Last summer, the food bank provided more than 18,000 meals to families. But there are far more children in need than the sites can reach, said Misty Brady, the community meals coordinator at the Lowcountry Food Bank.

“There’s definitely a need out there, and the struggle is finding the gaps,” Brady said. “Because there’s families that aren’t getting those meals because transportation is a huge barrier.”

States had the opportunity this summer to participate in a program this year intended to fill those holes. The Summer Electronic Benefit Transfer Program — Summer EBT for short — will give eligible low-income families an additional $40 per month, or $120 per child, to pay for groceries. The summertime program is a modification of a pandemic-related emergency food benefit and is intended to make getting food easier for families who cannot get to a feeding center.

But South Carolina is one of 15 states that missed the January 1 deadline to opt in for this year. The state also has one of the highest rates of food insecurity in the nation; 15 percent of residents reported they were uncertain they could meet the food needs of all their household members at some point during the year, compared to 11 percent nationwide.

During a press conference in January, South Carolina Gov. Henry McMaster said the state decided not to participate in Summer EBT because officials are trying to move past pandemic aid.

“That was a COVID-related benefit. We’ve got to get back to doing normal business. We just can’t continue that forever, but we’re still continuing all the other programs that we have,” McMaster told reporters. Some leaders in other states couched their opposition to the program in political terms — Gov. Tate Reeves of Mississippi said that the program is an expansion of “the welfare state”—while others said they didn’t have the staffing or money.

But other summer meals programs in South Carolina are struggling to keep up with demand. The state’s biggest program is run by the USDA and relies on sponsors, like the Lowcountry Food Bank, to distribute the food.

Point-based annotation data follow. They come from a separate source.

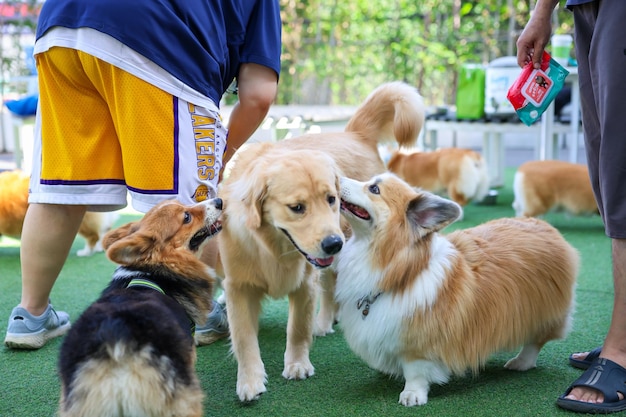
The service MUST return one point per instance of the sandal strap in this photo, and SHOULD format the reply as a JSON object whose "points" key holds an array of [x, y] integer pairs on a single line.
{"points": [[605, 376]]}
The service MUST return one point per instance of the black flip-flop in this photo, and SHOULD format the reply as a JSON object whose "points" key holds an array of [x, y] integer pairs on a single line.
{"points": [[605, 376], [586, 362]]}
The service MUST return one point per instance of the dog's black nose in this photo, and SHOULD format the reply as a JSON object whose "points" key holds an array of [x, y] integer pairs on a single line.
{"points": [[332, 244]]}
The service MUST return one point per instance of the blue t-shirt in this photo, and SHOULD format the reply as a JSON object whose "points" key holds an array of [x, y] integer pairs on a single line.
{"points": [[200, 42]]}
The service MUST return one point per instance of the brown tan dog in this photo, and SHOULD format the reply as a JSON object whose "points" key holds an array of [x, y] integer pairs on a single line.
{"points": [[14, 203], [422, 305], [282, 226], [132, 352], [542, 186], [462, 173]]}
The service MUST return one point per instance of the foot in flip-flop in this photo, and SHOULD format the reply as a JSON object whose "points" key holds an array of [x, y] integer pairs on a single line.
{"points": [[585, 362], [605, 376]]}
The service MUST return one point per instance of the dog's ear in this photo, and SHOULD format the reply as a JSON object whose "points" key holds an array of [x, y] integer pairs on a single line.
{"points": [[127, 245], [250, 190], [431, 212]]}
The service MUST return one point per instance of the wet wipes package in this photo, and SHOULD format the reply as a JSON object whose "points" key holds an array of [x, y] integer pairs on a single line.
{"points": [[534, 90]]}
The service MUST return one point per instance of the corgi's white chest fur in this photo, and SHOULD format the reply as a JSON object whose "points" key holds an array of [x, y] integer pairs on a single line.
{"points": [[377, 336]]}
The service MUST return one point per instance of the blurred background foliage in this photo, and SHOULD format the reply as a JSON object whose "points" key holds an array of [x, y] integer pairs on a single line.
{"points": [[336, 52]]}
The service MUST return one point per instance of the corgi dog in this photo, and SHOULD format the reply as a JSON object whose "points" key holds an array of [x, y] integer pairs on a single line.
{"points": [[461, 173], [132, 352], [421, 305], [14, 203], [542, 186]]}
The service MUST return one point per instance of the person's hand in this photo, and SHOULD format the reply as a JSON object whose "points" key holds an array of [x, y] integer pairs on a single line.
{"points": [[532, 42], [536, 34]]}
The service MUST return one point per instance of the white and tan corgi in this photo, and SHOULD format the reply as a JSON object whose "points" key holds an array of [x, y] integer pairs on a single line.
{"points": [[421, 305], [542, 186], [461, 173]]}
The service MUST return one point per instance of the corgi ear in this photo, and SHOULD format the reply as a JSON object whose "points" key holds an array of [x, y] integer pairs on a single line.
{"points": [[126, 245], [431, 212]]}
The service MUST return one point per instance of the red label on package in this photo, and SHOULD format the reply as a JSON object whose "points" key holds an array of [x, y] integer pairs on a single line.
{"points": [[536, 87]]}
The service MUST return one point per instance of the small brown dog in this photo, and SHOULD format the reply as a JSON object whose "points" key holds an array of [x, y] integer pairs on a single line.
{"points": [[541, 186], [462, 173], [14, 203], [132, 352]]}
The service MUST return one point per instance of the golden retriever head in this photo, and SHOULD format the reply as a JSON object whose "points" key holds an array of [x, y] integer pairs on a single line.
{"points": [[170, 233], [289, 200]]}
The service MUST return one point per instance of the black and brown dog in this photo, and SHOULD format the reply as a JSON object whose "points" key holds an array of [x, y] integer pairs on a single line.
{"points": [[132, 352]]}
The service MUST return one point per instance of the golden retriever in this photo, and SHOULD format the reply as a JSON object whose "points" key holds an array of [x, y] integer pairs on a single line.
{"points": [[420, 305], [282, 226], [132, 352]]}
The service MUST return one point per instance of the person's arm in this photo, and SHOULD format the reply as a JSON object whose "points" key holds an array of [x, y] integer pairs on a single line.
{"points": [[536, 34], [257, 88]]}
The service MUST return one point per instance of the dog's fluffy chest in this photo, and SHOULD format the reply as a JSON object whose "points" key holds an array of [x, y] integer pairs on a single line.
{"points": [[378, 335]]}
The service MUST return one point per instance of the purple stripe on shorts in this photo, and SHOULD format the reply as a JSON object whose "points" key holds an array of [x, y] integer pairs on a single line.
{"points": [[149, 192], [82, 182], [176, 138]]}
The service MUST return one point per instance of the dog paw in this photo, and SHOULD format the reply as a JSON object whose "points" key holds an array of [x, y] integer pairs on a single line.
{"points": [[298, 370], [520, 363], [250, 390], [323, 329], [410, 398]]}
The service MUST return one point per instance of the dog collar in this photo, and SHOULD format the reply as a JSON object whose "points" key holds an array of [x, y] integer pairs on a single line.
{"points": [[365, 302], [140, 282]]}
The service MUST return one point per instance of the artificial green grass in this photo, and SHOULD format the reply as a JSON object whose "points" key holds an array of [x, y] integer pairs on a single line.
{"points": [[342, 385]]}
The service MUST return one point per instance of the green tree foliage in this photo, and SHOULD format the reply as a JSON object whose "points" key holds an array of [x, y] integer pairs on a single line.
{"points": [[336, 52]]}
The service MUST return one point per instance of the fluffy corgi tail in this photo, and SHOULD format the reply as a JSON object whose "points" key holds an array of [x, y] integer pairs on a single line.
{"points": [[394, 111]]}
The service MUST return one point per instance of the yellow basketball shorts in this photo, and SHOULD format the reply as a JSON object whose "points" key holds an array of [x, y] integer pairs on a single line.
{"points": [[102, 132]]}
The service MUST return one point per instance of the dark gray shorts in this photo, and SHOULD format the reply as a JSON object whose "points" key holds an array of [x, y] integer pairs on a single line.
{"points": [[600, 38]]}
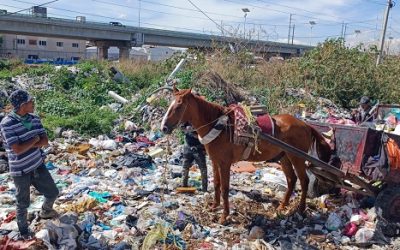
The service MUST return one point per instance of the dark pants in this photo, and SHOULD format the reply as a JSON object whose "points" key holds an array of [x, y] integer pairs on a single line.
{"points": [[196, 154], [44, 183]]}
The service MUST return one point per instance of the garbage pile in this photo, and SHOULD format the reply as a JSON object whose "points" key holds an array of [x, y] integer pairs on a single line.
{"points": [[326, 111], [122, 193]]}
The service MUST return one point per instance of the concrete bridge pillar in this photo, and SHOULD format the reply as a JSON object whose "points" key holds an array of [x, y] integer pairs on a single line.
{"points": [[124, 53], [102, 52]]}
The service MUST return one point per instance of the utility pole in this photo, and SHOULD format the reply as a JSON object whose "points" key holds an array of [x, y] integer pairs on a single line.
{"points": [[139, 11], [342, 31], [388, 7], [290, 27], [293, 32]]}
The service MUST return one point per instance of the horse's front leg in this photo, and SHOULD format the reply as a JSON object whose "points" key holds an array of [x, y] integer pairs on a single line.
{"points": [[224, 172], [217, 187]]}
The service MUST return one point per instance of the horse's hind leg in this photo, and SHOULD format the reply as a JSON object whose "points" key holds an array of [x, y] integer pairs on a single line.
{"points": [[224, 172], [300, 168], [217, 187], [291, 179]]}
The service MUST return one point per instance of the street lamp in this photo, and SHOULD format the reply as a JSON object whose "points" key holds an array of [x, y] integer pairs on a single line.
{"points": [[245, 10], [389, 42], [312, 23]]}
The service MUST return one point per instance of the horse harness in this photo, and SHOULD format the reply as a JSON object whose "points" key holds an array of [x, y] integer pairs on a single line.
{"points": [[243, 132]]}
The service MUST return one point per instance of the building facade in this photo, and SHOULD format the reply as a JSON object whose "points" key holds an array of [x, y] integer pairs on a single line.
{"points": [[32, 47]]}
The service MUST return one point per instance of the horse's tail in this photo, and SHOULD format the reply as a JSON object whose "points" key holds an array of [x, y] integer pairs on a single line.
{"points": [[323, 149]]}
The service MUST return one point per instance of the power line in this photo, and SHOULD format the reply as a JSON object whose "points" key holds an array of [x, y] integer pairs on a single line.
{"points": [[111, 18], [31, 7], [375, 2], [178, 14], [218, 25], [288, 13]]}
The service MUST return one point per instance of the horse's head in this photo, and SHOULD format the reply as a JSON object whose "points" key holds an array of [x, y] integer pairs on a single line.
{"points": [[178, 111]]}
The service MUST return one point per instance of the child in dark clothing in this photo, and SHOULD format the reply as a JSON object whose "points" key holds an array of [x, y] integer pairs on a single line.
{"points": [[193, 151]]}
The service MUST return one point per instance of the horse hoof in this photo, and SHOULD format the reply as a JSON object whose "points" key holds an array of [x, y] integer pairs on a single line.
{"points": [[300, 209], [214, 208], [281, 208], [223, 220]]}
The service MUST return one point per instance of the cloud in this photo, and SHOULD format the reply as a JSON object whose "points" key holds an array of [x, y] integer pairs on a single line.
{"points": [[268, 19]]}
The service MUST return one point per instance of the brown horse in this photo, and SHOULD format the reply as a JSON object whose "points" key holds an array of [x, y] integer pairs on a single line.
{"points": [[223, 153]]}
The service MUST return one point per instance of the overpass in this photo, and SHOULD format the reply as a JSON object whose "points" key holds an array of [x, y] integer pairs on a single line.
{"points": [[104, 35]]}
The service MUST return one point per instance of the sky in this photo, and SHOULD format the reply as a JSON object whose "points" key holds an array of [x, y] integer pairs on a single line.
{"points": [[314, 21]]}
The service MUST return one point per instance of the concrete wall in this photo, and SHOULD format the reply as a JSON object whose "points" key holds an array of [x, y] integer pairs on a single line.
{"points": [[32, 46]]}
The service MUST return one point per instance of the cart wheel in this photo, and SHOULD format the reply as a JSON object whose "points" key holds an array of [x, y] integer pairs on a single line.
{"points": [[316, 187], [389, 201]]}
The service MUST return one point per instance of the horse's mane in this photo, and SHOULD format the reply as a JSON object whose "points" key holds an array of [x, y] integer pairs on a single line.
{"points": [[209, 109]]}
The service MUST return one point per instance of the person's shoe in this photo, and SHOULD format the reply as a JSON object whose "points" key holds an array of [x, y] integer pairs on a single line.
{"points": [[48, 214], [26, 236]]}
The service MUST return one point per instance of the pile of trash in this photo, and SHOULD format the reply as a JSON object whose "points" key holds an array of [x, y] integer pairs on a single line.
{"points": [[325, 111], [123, 193]]}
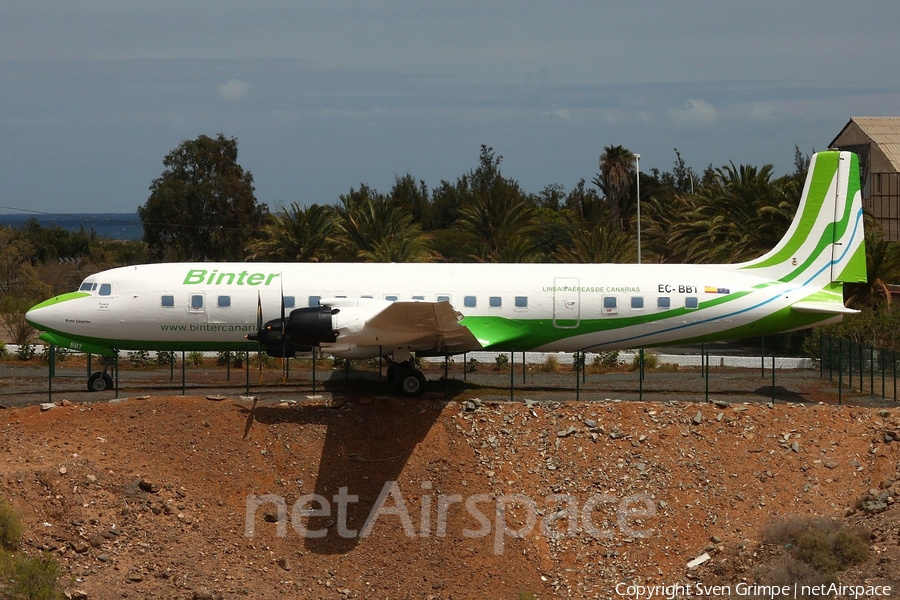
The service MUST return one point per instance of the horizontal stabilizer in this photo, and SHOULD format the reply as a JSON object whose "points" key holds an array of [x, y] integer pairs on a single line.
{"points": [[823, 308]]}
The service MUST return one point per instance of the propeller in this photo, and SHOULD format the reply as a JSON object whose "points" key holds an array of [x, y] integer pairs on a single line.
{"points": [[283, 334]]}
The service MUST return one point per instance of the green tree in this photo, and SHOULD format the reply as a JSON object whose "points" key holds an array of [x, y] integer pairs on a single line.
{"points": [[615, 180], [371, 228], [295, 235], [739, 215], [499, 217], [202, 206]]}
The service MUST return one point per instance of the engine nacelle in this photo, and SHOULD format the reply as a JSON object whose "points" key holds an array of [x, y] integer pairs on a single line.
{"points": [[311, 326], [340, 320]]}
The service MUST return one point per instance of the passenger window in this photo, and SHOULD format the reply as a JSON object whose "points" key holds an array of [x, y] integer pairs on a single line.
{"points": [[610, 305]]}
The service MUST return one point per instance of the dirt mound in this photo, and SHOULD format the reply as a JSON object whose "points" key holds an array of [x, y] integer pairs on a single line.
{"points": [[369, 496]]}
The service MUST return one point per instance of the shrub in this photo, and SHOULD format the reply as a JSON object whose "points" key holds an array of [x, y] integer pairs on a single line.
{"points": [[235, 359], [164, 358], [26, 578], [830, 550], [194, 359], [607, 359], [551, 365], [10, 526], [139, 358], [788, 571], [25, 351], [824, 544], [651, 361]]}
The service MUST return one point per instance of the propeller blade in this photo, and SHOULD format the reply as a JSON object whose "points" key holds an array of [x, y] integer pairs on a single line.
{"points": [[283, 334]]}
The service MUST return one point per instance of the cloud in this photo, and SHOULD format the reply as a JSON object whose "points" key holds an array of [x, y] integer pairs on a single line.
{"points": [[763, 111], [694, 112], [234, 89]]}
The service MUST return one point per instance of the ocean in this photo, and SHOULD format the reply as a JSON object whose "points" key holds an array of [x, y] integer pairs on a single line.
{"points": [[115, 226]]}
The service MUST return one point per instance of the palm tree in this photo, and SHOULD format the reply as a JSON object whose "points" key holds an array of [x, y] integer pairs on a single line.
{"points": [[371, 228], [615, 182], [737, 216], [295, 235], [602, 244]]}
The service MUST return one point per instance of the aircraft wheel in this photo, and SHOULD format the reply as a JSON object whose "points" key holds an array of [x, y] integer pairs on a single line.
{"points": [[99, 382], [410, 382]]}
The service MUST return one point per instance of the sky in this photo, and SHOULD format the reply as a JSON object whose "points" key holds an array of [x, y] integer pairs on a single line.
{"points": [[324, 96]]}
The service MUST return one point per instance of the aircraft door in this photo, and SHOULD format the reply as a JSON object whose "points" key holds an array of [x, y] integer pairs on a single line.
{"points": [[566, 305]]}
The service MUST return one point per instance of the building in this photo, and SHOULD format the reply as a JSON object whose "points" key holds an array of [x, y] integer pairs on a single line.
{"points": [[877, 142]]}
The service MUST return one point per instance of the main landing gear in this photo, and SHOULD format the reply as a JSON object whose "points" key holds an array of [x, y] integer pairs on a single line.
{"points": [[100, 381], [408, 380]]}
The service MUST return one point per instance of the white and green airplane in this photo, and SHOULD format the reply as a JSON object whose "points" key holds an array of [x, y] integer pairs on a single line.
{"points": [[359, 311]]}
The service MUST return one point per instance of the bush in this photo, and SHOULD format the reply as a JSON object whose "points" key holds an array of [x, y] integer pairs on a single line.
{"points": [[608, 359], [551, 365], [830, 550], [139, 358], [235, 359], [194, 359], [788, 571], [824, 544], [10, 526], [164, 358], [26, 578], [651, 361], [25, 351]]}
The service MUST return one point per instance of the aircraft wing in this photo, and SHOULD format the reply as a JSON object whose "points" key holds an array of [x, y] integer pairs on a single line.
{"points": [[823, 308], [423, 324]]}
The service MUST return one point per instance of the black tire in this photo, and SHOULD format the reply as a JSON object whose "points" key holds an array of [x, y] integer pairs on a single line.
{"points": [[410, 382], [99, 382]]}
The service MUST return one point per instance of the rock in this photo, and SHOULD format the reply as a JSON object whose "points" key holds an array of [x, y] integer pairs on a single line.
{"points": [[270, 516], [566, 432], [148, 486], [698, 561]]}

But each year since 2019, fewer sponsors have signed up to participate, going from 78 in 2019 to 45 in 2023, according to the South Carolina Department of Education.

A little more than a week after the Summer EBT deadline had passed, the South Carolina Department of Education sent out a request asking for more volunteers.

“Our 2024 goal is to increase the number of meal sites to allow more children access to nutritious meals this summer,” said Virgie Chambers, SCDE’s deputy superintendent of district operations, safety and student wellness, in a statement. “To do that, we are currently searching for more community partners, especially in rural and low-income areas.”

But there are other barriers to the program as well: Transportation is a common problem for families trying to access the meals, and since the sites are open during the morning and early afternoon, parents who work during those hours are unable to make the trip.

South Carolina participates in another, similar USDA program that allows some schools to continue providing meals for students who receive free and reduced-price lunch during the summer months, but the barriers for families remain the same – they must find a way to the school building during the day to get the meals.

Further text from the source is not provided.